Thursday, October 13, 2011

Then I’m strong…

Last March, I tried making a “poor man’s green bean casserole.” And it was bad. Very bad. Desperately terrible. Multiple things went wrong- substandard ingredients, haphazard planning. But the biggest issue was, I realized latter, my overcompensating for weak sauce.

Here’s what happened. I gathered stirred everything together and let the casserole bake. After pulling it from the oven, I dutifully dipped in my tasting spoon. But it didn’t taste like I’d expected; indeed, it barely tasted at all! So to ‘spice things up,’ I added extra ingredients, then seasoned the concoction with (way too much) salt. When the next tasting revealed I’d overdone the saltiness, I added more extra ingredients and tasted again. This led to another round of seasoning, then another round of spices, until the flavor profile became more muddled than my fifth grade band practice.

Now, I’m certain experienced cooks would have much to critique. But what I learned from the failure was the value of incremental pacing. Especially when a sauce is weak, ‘shock and awe’ is not the best strategy for making it edible. Pinches of paprika perhaps, a miniscule measurement of marjoram…maybe. But handfuls of sodium and ounces of cayenne can put sauce past the point of no return. Quickly. I should’ve remembered my Aesop’s fables, and proceeded tortoise like- Slow and Steady. It may not have worked anyway, but would’ve given the food a fighting chance.

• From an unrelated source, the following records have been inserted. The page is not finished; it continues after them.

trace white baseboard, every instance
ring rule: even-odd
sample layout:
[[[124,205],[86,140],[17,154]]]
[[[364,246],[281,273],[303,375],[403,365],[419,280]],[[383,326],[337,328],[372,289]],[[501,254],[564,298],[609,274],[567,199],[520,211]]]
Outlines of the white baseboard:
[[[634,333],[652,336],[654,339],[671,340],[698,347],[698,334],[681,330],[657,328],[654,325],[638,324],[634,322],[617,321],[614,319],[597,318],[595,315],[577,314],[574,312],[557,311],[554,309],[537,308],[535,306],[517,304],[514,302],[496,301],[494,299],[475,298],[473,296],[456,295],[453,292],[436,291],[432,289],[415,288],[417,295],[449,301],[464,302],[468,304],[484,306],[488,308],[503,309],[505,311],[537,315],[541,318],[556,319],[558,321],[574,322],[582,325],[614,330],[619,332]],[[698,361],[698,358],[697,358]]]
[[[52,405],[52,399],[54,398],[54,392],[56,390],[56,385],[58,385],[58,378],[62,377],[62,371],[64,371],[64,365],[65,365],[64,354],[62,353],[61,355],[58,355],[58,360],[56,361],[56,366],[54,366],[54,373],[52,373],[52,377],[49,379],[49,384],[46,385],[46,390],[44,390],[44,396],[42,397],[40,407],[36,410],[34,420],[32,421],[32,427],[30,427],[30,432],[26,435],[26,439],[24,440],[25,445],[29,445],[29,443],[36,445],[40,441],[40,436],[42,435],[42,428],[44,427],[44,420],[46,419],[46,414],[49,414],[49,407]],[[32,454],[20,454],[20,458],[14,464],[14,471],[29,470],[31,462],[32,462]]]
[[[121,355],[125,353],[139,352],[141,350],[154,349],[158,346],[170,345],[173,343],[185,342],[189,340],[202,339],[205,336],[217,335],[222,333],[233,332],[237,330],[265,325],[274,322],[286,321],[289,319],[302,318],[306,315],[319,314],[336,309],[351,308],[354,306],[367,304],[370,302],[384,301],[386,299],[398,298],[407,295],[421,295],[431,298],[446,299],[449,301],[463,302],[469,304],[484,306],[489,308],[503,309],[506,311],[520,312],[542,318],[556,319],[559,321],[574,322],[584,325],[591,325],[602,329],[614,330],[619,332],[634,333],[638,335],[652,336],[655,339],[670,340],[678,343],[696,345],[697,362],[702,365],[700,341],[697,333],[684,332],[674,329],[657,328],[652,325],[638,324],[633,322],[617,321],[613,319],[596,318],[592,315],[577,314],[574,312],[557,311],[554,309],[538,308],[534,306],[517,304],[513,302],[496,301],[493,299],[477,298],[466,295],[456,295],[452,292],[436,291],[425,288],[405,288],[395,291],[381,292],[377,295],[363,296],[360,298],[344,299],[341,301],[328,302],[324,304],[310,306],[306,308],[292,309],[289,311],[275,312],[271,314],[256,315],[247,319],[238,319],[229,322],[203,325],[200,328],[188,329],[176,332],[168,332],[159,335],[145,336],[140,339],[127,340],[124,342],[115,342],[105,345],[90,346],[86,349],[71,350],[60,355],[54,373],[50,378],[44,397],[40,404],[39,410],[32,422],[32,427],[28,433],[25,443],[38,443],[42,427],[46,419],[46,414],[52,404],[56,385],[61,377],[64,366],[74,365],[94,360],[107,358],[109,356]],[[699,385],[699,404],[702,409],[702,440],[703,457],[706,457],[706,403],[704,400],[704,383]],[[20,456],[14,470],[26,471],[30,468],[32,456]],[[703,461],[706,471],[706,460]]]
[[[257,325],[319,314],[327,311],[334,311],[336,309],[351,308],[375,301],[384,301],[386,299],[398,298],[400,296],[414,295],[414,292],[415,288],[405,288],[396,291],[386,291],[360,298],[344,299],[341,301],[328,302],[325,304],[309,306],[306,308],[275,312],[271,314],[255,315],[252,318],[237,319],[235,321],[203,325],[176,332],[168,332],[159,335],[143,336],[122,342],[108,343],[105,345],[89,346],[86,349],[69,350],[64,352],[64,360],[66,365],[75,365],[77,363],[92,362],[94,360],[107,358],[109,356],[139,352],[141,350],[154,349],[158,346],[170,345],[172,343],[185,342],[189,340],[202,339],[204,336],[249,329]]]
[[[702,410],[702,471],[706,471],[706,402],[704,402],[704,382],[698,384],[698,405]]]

I mention this regrettable episode in light of something I did last week. As part of this year’s CROP Walk, I fasted for a day in solidarity with the hungry folk for whom we walked. I’ve fasted before, and each time is unique. So what struck me this time was how weak I felt as the day went on. Certainly, the feeling was relative. Skipping a few meals is far from what famine-stricken Somalis are currently enduring. Nevertheless, as I performed simple tasks or ran errands, what started with slight hunger pains become a full-bodied yearning for sustenance. And what surprised most was how distracting that was; the large disruption this emerging weakness imposed on my ability to focus or think.

Which prompted a spiritual question: When you feel weak, is it helpful to summon all your strength and try overwhelming weakness with a kind of spiritual/psychical ‘shock and awe’? Or is that counter-productive? Take, for example, the experience of starting something new (a ministry at church, workout regime, pattern of behavior, prayer routine). Almost regardless of what it is, a newbie will feel vulnerable, even ‘weak.’ Yes, you might really want to do this new thing; saw how meaningful it was for others. But it requires learning much you don’t know, building skills you don’t have, letting go of old habits and occasionally failing. Some, of course, try the shock and awe method- work at it real hard, non-stop until they no longer feel uncomfortable. But how many diets have been scuttled by pushing too hard, too soon? Getting good at something takes repetition, and so for most folk, patience.

A favorite section of mine in the Bible deals with cultivating patience as regards weakness. It may not work for everything, but it’s worth pondering. In 2 Corinthians 12, regarding an unnamed weakness, Paul hears God say, “My grace is sufficient for you. For my power is made perfect in weakness.” In other words, rather than battle what troubled him with the strength of his psychological fortitude, instead Paul practiced turning it over to God. Which wasn’t a one-time experience. But that makes sense. Ever asked for forgiveness? Or tried forgiving someone else? Didn’t happen all at once, did it? But, if you took time to cultivate spiritual endurance by regularly admitting your need for God’s grace, that may not have made things easy, but I’d bet it helped. A lot!

Certainly, when I felt weak while fasting, it was better to admit that feeling and release it to God, rather than scold myself for not trying harder to focus better. With that tactic, the weakness didn’t dissipate immediately. But as I repeated, slowly but surely I felt better.